This example shows a behaviour when user requests all available memory within a node. Although the job is requesting only one core, the billing rate corresponds to the whole node utilization (64) as there is no more space for other users jobs.


 demovic@login02 ~ > srun -n 1 --mem=250GB --pty bash
   srun: job 30930 queued and waiting for resources
   srun: job 30930 has been allocated resources
 

 demovic@n043 ~ > scontrol show job 30930
   JobId=30930 JobName=bash
   UserId=demovic(187000051) GroupId=demovic(187000051) MCS_label=N/A
   Priority=18994 Nice=0 Account=p70-23-t QOS=p70-23-t
   JobState=RUNNING Reason=None Dependency=(null)
   Requeue=1 Restarts=0 BatchFlag=0 Reboot=0 ExitCode=0:0
   RunTime=00:00:05 TimeLimit=UNLIMITED TimeMin=N/A
   SubmitTime=2023-08-08T15:33:50 EligibleTime=2023-08-08T15:33:50
   AccrueTime=2023-08-08T15:33:50
   StartTime=2023-08-08T15:33:51 EndTime=Unknown Deadline=N/A
   SuspendTime=None SecsPreSuspend=0 LastSchedEval=2023-08-08T15:33:51 Scheduler=Main
   Partition=ncpu AllocNode:Sid=login02:9298
   ReqNodeList=(null) ExcNodeList=(null)
   NodeList=n043
   BatchHost=n043
   NumNodes=1 NumCPUs=1 NumTasks=1 CPUs/Task=1 ReqB:S:C:T=0:0::
   TRES=cpu=1,mem=250G,node=1,billing=64
   Socks/Node=* NtasksPerN:B:S:C=1:0:: CoreSpec=*
   MinCPUsNode=1 MinMemoryNode=250G MinTmpDiskNode=0
   Features=(null) DelayBoot=00:00:00
   OverSubscribe=OK Contiguous=0 Licenses=(null) Network=(null)
   Command=bash
   WorkDir=/home/demovic
   Power=

The same as above but with 32 cores per node. This example shows that higher utilization factor (memory in this case) takes precedence.
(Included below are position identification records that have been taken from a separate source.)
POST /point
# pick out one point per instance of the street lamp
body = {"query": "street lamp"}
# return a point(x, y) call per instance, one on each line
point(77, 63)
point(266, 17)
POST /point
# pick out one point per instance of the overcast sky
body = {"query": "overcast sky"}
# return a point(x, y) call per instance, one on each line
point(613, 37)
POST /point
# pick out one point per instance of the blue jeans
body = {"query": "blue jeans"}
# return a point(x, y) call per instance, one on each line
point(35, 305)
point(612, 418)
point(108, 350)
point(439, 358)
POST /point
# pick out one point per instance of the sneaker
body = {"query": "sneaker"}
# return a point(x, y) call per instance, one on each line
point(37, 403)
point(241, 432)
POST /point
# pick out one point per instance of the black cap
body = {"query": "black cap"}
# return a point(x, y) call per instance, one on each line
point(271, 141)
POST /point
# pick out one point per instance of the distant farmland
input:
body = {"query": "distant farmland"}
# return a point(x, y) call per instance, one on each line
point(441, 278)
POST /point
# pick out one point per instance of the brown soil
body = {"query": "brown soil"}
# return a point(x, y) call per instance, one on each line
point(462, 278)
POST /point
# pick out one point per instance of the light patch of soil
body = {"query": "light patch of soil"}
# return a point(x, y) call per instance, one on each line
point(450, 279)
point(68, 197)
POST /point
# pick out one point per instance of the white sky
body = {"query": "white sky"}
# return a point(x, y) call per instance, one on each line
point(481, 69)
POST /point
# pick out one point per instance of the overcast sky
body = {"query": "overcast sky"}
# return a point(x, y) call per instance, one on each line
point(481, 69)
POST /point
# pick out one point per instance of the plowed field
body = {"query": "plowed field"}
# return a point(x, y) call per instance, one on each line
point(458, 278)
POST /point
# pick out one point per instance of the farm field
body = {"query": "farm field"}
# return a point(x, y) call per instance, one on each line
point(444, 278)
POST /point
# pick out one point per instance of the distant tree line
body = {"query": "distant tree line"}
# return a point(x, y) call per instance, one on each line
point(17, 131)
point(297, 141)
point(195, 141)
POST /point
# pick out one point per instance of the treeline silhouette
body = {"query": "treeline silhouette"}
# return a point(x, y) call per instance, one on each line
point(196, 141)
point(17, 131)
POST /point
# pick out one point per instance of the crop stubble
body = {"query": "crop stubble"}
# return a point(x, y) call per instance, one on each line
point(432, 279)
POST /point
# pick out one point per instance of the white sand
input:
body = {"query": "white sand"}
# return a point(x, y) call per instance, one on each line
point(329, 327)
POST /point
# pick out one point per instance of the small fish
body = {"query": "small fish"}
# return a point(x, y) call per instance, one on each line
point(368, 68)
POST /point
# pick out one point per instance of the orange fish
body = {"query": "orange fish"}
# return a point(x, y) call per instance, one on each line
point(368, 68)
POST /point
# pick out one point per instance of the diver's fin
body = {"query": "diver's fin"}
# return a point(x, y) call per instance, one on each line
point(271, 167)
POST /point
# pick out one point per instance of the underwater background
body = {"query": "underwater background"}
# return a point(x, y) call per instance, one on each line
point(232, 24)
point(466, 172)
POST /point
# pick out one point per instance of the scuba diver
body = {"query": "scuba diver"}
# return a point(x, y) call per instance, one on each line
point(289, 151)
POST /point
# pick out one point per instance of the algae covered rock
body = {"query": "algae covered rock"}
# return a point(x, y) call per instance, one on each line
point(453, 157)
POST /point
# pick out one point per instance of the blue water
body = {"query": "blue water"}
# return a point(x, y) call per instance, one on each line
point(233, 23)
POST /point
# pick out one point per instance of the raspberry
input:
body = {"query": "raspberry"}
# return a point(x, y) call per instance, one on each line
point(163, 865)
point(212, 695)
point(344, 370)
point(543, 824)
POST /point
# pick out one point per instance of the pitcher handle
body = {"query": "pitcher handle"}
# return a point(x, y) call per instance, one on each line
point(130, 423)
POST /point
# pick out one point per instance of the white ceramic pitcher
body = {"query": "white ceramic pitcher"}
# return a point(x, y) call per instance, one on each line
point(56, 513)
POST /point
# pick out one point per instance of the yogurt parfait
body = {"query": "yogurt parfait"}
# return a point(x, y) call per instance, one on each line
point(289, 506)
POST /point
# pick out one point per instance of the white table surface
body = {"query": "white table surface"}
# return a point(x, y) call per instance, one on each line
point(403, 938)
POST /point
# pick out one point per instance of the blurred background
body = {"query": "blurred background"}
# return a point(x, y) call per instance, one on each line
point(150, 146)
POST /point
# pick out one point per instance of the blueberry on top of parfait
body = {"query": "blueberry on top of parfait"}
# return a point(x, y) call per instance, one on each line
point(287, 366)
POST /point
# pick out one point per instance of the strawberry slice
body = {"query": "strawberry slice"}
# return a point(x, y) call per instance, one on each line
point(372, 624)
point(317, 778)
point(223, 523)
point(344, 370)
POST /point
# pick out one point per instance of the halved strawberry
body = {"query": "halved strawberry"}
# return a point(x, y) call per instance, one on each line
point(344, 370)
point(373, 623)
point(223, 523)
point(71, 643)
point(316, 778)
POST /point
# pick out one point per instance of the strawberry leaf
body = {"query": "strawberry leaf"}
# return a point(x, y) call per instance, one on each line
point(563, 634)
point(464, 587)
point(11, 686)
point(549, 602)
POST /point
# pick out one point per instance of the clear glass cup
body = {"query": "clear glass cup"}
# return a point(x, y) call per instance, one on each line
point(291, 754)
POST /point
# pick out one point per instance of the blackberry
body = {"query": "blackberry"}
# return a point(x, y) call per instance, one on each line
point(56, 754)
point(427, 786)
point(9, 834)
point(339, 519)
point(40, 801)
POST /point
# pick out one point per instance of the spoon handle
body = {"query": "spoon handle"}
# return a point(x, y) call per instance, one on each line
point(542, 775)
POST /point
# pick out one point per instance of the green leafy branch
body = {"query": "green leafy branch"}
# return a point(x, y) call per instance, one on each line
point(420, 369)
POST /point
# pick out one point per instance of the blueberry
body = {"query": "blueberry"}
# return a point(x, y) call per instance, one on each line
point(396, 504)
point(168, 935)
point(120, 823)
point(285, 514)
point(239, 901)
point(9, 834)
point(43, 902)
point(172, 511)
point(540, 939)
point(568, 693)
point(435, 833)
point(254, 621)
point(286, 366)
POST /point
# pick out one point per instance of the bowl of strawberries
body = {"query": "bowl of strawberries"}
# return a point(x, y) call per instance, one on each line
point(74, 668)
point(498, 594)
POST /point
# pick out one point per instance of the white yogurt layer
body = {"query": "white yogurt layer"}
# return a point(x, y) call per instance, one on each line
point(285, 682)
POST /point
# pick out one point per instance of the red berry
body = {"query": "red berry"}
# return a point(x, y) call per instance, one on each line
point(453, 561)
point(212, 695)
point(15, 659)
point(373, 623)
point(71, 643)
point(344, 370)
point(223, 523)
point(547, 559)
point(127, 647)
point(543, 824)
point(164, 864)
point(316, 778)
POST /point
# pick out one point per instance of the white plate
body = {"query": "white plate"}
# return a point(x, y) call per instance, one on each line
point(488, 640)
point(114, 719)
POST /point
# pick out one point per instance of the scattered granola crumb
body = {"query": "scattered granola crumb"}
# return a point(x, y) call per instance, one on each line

 demovic@login02 ~ > srun -n 32 --mem=250GB --pty bash
   srun: job 30931 queued and waiting for resources
   srun: job 30931 has been allocated resources
 

 demovic@n043 ~ > scontrol show job 30931
   JobId=30931 JobName=bash
   UserId=demovic(187000051) GroupId=demovic(187000051) MCS_label=N/A
   Priority=18994 Nice=0 Account=p70-23-t QOS=p70-23-t
   JobState=RUNNING Reason=None Dependency=(null)
   Requeue=1 Restarts=0 BatchFlag=0 Reboot=0 ExitCode=0:0
   RunTime=00:00:02 TimeLimit=UNLIMITED TimeMin=N/A
   SubmitTime=2023-08-08T15:36:12 EligibleTime=2023-08-08T15:36:12
   AccrueTime=2023-08-08T15:36:12
   StartTime=2023-08-08T15:36:13 EndTime=Unknown Deadline=N/A
   SuspendTime=None SecsPreSuspend=0 LastSchedEval=2023-08-08T15:36:13 Scheduler=Main
   Partition=ncpu AllocNode:Sid=login02:9298
   ReqNodeList=(null) ExcNodeList=(null)
   NodeList=n043
   BatchHost=n043
   NumNodes=1 NumCPUs=32 NumTasks=32 CPUs/Task=1 ReqB:S:C:T=0:0::
   TRES=cpu=32,mem=250G,node=1,billing=64
   Socks/Node=* NtasksPerN:B:S:C=0:0:: CoreSpec=*
   MinCPUsNode=1 MinMemoryNode=250G MinTmpDiskNode=0
   Features=(null) DelayBoot=00:00:00
   OverSubscribe=OK Contiguous=0 Licenses=(null) Network=(null)
   Command=bash
   WorkDir=/home/demovic
   Power=

Since the acclerated nodes have 4 GPUs, allocating just one of them causes billing rate to be at ¼ of the total rate per node. Notice that RAM allocation has been set to 62.5 GB (¼ of the total RAM) by SLURM automatically.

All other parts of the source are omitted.